Of course this is not the most important thing about a class meeting. It might be the least important thing, though I think many of us teach better when we’re enjoying ourselves. But it felt good to be in a room with thirty students on the first day of a semester, introducing what we’ll be working on for the next fifteen weeks. We came together, for fifty minutes, to earn distribution credits and for other reasons, starting to get to know each other a little and to think together about the history of attempts by Americans to keep other Americans from reading books they decided they shouldn’t get to read. It felt like possibility, as it has the first day of every semester I’ve taught for thirty years (!). And the way the summer’s gone, nationally, possibility feels especially good to me right now.

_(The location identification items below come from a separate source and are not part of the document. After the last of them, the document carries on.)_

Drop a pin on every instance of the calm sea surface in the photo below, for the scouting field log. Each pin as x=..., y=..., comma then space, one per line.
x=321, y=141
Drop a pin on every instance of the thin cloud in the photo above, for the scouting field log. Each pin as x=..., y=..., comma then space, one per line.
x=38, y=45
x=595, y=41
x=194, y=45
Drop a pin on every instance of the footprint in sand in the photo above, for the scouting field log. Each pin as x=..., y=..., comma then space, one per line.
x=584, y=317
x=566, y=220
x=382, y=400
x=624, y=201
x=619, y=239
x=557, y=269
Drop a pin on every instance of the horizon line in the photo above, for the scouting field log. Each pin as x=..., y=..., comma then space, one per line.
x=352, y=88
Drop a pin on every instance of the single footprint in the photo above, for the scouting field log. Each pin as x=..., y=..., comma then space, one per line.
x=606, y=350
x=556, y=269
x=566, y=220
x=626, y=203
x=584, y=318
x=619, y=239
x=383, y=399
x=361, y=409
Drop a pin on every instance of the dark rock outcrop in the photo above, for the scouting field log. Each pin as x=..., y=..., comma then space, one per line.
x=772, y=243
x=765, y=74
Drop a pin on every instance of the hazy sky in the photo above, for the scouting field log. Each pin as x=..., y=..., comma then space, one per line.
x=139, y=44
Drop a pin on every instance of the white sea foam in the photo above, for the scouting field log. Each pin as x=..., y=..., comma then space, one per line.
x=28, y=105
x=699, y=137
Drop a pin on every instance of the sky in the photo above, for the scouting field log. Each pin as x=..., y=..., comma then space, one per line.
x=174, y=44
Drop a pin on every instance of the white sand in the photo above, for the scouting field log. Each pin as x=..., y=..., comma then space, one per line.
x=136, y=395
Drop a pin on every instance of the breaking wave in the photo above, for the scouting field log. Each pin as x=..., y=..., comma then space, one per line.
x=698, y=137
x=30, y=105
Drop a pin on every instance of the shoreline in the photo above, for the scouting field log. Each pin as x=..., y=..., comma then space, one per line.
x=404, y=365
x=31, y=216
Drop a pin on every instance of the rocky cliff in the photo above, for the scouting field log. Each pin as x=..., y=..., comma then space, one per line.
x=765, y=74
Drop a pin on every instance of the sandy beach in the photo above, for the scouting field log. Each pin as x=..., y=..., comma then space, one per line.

Tonight I’m sitting in front of the TV watching the Democratic National Convention. It’s easy to be cynical about conventions–there’s no more theatrical political theater–but so far this one is pretty inspiring. UAW President Shawn Fain followed Warriors coach Steve Kerr. A smart producer cut from Alexandria Ocasio Cortez delivering a fiery speech to a shot of Jesse Jackson listening and looking impressed. I’m feeling demographically targeted. I’m also feeling something like what I felt this morning. A convention is a coming together, etymologically. And it’s about possibility, about what the people coming together can make happen. And this particular convention comes at a time when that possibility feels pretty precious.

Wednesday, when class meets again, we’ll be talking about the long history of book banning in the world and the shorter but very busy history of book banning in the US. One event I’ll bring to the discussion is the banning of Thomas Morton’s 1637 New English Canaan. Morton came to Massachusetts in 1624 with the Puritans to Plymouth Colony, established an offshoot community that traded with Native Americans, and got exiled for it. New English Canaan is a celebration of the culture of the natives and a criticism of their treatment at the hands of the Puritans. So they banned it, making it likely the first book explicitly banned in what is now the United States. Importantly for our purposes in the course, the banning was motivated by fear—fear of loss of business from Plymouth to the natives, and fear of the natives themselves, with whom Governor William Bradford saw Morton’s people “dancing and frisking together,” something not even allowed among themselves. By the time we get to contemporary efforts to keep books away from children, we’ll draw the parallels to the motivating fear of difference–of Black people, queer people, people who don’t conform, who resist–behind those efforts.
As with the topic of my course, there’s a long history behind what’s happening this week in Chicago. It’s not always pretty, that history, not the part that began before the Puritans and not the part that began when Barack Obama made a joke that Donald Trump didn’t like. When things have improved over the course of that history, it’s been because people came together to work toward the possibility of treating others, however defined, better.

Jasmine Crockett, a former public defender and Democratic representative from Texas, is speaking now. Again, it’s easy to be cynical, but come on. Maybe we’re coming together. Maybe it’s working.